En dehors des difficultés de fonctionnement liées à l’inexpérience
de ses membres ou aux tracasseries administratives, son développement
est concurrencé par la copropriété, favorisée par
le boom du logement économique et la baisse des taux d’intérêt.

C’est l’amitié qui a présidé à la constitution de la coopérative d’habitation Al Kasba. On est en 1987, et ils sont vingt-cinq amis, cadres, professeurs, architectes, médecins, commerçants,… à unir leurs efforts et leurs économies pour construire des logements dont ils seront propriétaires. Le projet va au-delà du simple désir de construire son logement. Il exprime un désir, celui de vivre ensemble dans une petite communauté animée par un élan de solidarité, une ambiance de convivialité, dans un cadre urbanistique où la beauté ne sera pas un vain mot. Il s’agit donc de créer une structure pour construire, loin de toute spéculation, un habitat au standing respectable.

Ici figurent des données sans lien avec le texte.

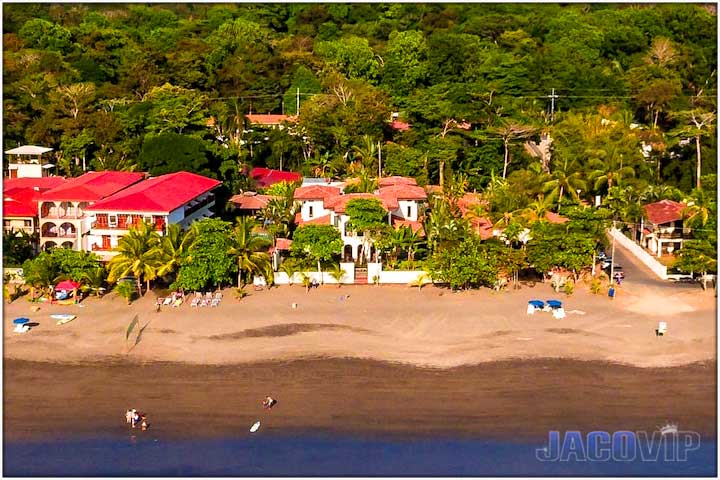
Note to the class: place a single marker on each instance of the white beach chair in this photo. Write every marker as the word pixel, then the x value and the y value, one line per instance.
pixel 661 330
pixel 21 329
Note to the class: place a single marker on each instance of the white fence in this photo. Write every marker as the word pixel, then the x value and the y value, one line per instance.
pixel 648 260
pixel 374 270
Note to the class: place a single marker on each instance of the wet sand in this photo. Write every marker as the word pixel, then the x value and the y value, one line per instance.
pixel 514 399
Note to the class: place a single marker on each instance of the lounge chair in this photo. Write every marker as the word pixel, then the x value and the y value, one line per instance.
pixel 661 330
pixel 21 329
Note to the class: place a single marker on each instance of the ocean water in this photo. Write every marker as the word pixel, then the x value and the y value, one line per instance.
pixel 319 455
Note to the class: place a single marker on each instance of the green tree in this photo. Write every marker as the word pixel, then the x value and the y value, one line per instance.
pixel 248 248
pixel 320 242
pixel 207 262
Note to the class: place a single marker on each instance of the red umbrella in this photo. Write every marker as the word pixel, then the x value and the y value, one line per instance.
pixel 67 285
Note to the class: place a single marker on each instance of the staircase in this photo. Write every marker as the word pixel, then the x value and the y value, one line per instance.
pixel 361 276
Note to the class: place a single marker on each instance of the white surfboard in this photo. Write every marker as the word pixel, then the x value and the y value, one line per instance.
pixel 62 318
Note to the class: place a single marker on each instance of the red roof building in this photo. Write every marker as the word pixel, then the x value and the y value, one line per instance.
pixel 264 177
pixel 270 119
pixel 176 198
pixel 664 211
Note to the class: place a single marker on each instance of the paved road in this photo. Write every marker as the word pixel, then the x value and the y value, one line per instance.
pixel 638 274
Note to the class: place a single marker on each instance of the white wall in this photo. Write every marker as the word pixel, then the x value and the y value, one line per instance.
pixel 318 209
pixel 403 276
pixel 647 259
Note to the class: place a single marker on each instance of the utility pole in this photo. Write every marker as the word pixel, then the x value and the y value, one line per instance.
pixel 552 97
pixel 612 259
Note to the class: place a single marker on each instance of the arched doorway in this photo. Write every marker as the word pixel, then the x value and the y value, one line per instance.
pixel 347 253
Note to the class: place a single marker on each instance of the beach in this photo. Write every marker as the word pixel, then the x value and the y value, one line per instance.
pixel 375 360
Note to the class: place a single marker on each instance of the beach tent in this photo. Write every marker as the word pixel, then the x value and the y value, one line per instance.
pixel 66 286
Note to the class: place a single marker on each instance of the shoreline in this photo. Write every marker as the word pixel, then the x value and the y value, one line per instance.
pixel 494 400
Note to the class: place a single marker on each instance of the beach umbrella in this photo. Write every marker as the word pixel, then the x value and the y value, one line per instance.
pixel 554 303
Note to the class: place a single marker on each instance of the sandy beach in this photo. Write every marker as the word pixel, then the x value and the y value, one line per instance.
pixel 431 328
pixel 388 360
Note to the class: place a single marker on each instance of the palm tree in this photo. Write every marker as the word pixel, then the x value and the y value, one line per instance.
pixel 509 131
pixel 171 248
pixel 137 255
pixel 337 273
pixel 248 248
pixel 563 181
pixel 608 169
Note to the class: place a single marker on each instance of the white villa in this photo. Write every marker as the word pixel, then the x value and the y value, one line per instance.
pixel 176 198
pixel 325 205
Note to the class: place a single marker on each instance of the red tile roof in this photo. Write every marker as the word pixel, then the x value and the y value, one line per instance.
pixel 250 201
pixel 398 125
pixel 264 177
pixel 664 211
pixel 416 227
pixel 404 192
pixel 269 119
pixel 21 195
pixel 159 194
pixel 315 192
pixel 396 180
pixel 324 220
pixel 92 186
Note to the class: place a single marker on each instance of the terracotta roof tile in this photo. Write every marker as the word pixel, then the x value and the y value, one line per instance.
pixel 664 211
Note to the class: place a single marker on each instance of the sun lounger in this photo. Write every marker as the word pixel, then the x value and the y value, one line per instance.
pixel 661 330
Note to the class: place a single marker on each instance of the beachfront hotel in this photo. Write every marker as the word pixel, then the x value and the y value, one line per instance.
pixel 175 198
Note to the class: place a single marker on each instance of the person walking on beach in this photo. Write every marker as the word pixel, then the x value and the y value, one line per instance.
pixel 269 402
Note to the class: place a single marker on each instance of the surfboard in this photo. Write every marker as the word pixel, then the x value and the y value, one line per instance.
pixel 63 318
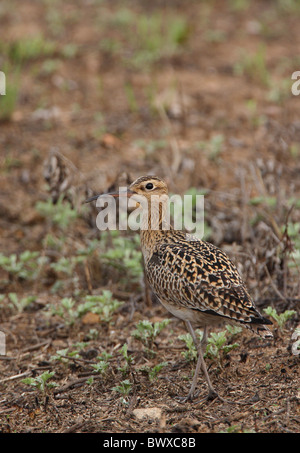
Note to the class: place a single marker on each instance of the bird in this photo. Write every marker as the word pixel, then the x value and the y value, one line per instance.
pixel 192 278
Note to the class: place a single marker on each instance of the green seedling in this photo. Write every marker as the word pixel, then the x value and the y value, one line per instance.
pixel 30 48
pixel 128 359
pixel 280 319
pixel 124 254
pixel 146 332
pixel 20 303
pixel 154 371
pixel 104 305
pixel 25 266
pixel 217 344
pixel 41 382
pixel 66 265
pixel 124 388
pixel 9 101
pixel 191 353
pixel 63 355
pixel 65 310
pixel 102 364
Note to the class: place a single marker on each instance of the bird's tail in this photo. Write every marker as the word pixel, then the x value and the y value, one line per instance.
pixel 257 325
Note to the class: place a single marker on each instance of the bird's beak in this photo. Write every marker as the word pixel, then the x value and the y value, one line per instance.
pixel 128 193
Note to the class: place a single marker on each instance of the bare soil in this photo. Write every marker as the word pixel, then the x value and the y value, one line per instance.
pixel 106 118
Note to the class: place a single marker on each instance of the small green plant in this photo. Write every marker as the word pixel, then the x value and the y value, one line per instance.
pixel 123 254
pixel 128 359
pixel 103 363
pixel 20 303
pixel 41 382
pixel 25 266
pixel 217 344
pixel 9 101
pixel 154 371
pixel 124 388
pixel 63 355
pixel 29 48
pixel 146 332
pixel 281 318
pixel 191 353
pixel 103 304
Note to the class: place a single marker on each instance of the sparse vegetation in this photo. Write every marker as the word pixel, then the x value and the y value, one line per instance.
pixel 200 94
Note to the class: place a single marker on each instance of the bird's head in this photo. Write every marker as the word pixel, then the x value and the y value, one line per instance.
pixel 143 186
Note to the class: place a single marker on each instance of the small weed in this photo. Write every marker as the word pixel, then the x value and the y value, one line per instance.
pixel 153 372
pixel 128 359
pixel 29 48
pixel 9 101
pixel 102 364
pixel 20 304
pixel 124 255
pixel 191 353
pixel 217 344
pixel 282 318
pixel 104 305
pixel 24 267
pixel 124 388
pixel 63 355
pixel 41 382
pixel 65 310
pixel 146 332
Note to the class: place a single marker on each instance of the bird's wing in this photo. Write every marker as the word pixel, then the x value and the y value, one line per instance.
pixel 199 276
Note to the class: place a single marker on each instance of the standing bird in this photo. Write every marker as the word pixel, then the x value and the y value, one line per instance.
pixel 193 279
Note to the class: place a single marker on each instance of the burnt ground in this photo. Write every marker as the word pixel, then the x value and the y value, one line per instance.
pixel 199 95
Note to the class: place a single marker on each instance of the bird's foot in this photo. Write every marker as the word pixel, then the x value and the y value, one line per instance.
pixel 212 394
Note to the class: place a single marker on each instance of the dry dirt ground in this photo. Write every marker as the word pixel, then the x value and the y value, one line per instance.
pixel 198 93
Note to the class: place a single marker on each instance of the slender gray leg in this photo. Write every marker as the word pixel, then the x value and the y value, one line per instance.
pixel 200 364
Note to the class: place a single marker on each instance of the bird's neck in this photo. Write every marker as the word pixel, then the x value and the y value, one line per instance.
pixel 155 225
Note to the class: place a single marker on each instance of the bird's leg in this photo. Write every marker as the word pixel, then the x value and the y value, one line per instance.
pixel 200 364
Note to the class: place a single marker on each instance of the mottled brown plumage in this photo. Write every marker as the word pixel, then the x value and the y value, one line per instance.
pixel 192 278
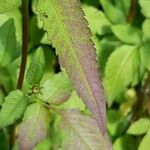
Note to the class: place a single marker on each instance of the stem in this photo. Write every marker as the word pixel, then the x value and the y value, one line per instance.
pixel 132 11
pixel 25 36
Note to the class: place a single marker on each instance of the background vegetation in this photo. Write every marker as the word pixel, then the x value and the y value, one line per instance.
pixel 121 34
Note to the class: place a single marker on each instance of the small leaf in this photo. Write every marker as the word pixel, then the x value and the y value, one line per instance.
pixel 56 90
pixel 145 143
pixel 145 55
pixel 145 5
pixel 8 51
pixel 120 70
pixel 36 70
pixel 141 126
pixel 12 109
pixel 34 127
pixel 114 14
pixel 6 5
pixel 145 29
pixel 127 34
pixel 67 30
pixel 83 132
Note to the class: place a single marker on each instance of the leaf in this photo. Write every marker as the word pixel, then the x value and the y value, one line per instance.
pixel 127 34
pixel 83 132
pixel 125 142
pixel 8 51
pixel 6 5
pixel 141 126
pixel 145 54
pixel 56 90
pixel 4 143
pixel 12 109
pixel 36 70
pixel 67 29
pixel 145 29
pixel 144 145
pixel 34 127
pixel 145 5
pixel 98 22
pixel 114 14
pixel 120 70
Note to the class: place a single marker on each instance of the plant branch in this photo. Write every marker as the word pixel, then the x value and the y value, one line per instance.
pixel 132 11
pixel 25 37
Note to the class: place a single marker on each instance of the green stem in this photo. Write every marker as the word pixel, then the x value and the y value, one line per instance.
pixel 25 38
pixel 132 11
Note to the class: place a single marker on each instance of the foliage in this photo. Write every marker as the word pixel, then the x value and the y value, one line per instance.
pixel 61 104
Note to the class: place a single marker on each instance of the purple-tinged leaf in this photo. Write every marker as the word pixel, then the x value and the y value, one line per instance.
pixel 83 132
pixel 67 30
pixel 34 127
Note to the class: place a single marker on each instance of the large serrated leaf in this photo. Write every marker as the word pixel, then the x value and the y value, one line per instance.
pixel 34 127
pixel 83 132
pixel 12 108
pixel 120 70
pixel 5 5
pixel 67 29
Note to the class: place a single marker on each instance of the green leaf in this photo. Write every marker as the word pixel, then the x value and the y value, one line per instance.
pixel 12 109
pixel 67 29
pixel 34 127
pixel 114 14
pixel 36 70
pixel 127 34
pixel 120 70
pixel 98 22
pixel 145 29
pixel 8 51
pixel 56 90
pixel 145 55
pixel 83 132
pixel 145 143
pixel 125 143
pixel 145 5
pixel 4 142
pixel 6 5
pixel 141 126
pixel 44 145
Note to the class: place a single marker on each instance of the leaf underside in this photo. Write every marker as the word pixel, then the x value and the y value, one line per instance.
pixel 67 30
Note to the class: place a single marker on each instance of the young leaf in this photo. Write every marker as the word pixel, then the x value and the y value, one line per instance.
pixel 34 127
pixel 120 70
pixel 145 143
pixel 127 34
pixel 145 5
pixel 145 54
pixel 114 14
pixel 83 132
pixel 8 51
pixel 5 5
pixel 141 126
pixel 12 109
pixel 56 90
pixel 36 69
pixel 145 29
pixel 67 29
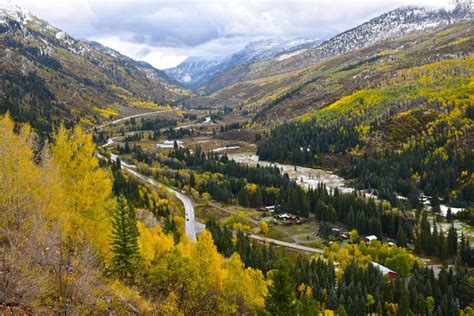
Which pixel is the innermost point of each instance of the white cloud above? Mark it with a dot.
(164, 32)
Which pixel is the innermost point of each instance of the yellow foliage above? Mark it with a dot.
(264, 227)
(106, 112)
(87, 187)
(154, 244)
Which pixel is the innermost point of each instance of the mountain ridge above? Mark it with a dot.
(65, 79)
(196, 71)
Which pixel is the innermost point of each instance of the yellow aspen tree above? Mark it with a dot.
(87, 186)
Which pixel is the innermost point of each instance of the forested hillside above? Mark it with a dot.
(279, 89)
(48, 76)
(77, 237)
(413, 133)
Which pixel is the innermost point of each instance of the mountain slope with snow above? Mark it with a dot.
(293, 83)
(48, 76)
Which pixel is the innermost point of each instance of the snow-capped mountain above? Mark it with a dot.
(193, 71)
(196, 71)
(393, 24)
(48, 76)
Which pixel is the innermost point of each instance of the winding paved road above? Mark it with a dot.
(133, 116)
(191, 226)
(286, 244)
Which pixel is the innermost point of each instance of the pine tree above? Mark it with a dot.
(125, 240)
(281, 299)
(452, 241)
(404, 304)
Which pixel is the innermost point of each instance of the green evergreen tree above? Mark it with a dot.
(125, 240)
(404, 303)
(281, 298)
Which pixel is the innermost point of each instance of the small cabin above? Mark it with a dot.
(392, 275)
(269, 209)
(369, 239)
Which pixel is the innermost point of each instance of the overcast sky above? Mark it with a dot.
(164, 32)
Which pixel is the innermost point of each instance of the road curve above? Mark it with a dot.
(191, 226)
(286, 244)
(134, 116)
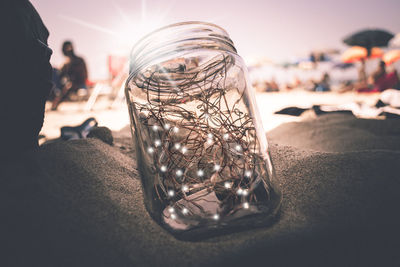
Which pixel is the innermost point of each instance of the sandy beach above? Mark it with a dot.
(79, 203)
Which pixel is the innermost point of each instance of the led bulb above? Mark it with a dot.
(185, 188)
(177, 146)
(185, 211)
(157, 142)
(184, 150)
(239, 191)
(200, 173)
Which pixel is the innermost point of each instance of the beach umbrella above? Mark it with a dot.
(391, 56)
(395, 42)
(356, 53)
(369, 39)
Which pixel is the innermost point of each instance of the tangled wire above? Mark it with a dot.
(198, 135)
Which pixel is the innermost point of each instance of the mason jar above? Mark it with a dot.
(201, 149)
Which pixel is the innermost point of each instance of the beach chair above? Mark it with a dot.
(114, 87)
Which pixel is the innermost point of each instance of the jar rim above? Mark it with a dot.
(151, 46)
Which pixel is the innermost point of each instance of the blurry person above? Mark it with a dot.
(25, 76)
(324, 84)
(73, 74)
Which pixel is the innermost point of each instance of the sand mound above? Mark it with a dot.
(339, 133)
(83, 201)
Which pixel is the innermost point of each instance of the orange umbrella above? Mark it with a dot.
(391, 56)
(357, 53)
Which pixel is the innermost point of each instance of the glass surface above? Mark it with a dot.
(202, 152)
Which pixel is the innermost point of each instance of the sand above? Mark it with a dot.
(79, 203)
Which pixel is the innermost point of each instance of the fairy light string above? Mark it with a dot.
(197, 138)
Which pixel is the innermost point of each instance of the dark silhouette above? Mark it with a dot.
(25, 76)
(73, 74)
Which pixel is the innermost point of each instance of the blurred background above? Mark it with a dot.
(292, 48)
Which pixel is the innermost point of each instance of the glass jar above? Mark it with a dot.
(201, 149)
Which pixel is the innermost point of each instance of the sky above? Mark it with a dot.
(278, 30)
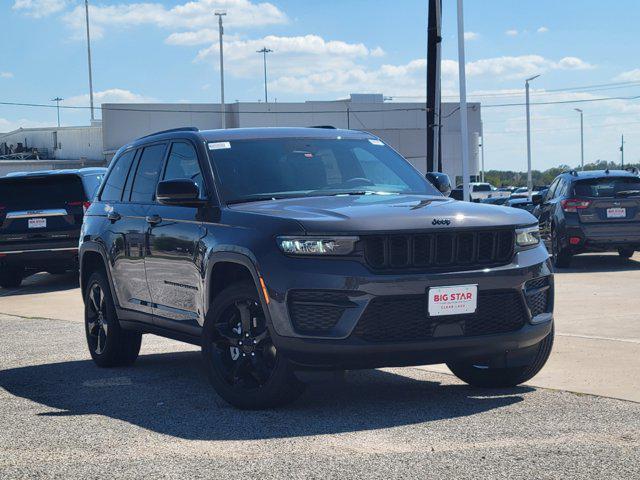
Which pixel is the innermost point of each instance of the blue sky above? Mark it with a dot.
(167, 51)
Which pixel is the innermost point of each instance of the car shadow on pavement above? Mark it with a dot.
(169, 394)
(43, 283)
(593, 263)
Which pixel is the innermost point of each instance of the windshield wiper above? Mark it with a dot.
(627, 193)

Nos coopérateurs font d’abord une étude de terrain sur les coopératives opérant déjà à Casablanca et s’aperçoivent que toutes, ou presque, achoppent sur le même obstacle : constituer l’épargne nécessaire pour l’achat du terrain. Ils exigent donc de chacun une contribution de 100 000 DH dans les six mois qui suivent la constitution de la coopérative en vue d’acquérir au plus vite un terrain. Ce sera un hectare et quelques poussières à Oulad Haddou. Le plan directeur de Casablanca considère la zone comme étant de moyen standing, avec des espaces verts. L’achat du terrain dans cette zone est donc une bonne affaire. Mais le terrain est acquis dans l’indivision (chiaae). Il faudra donc le titrer au nom de la coopérative et le viabiliser.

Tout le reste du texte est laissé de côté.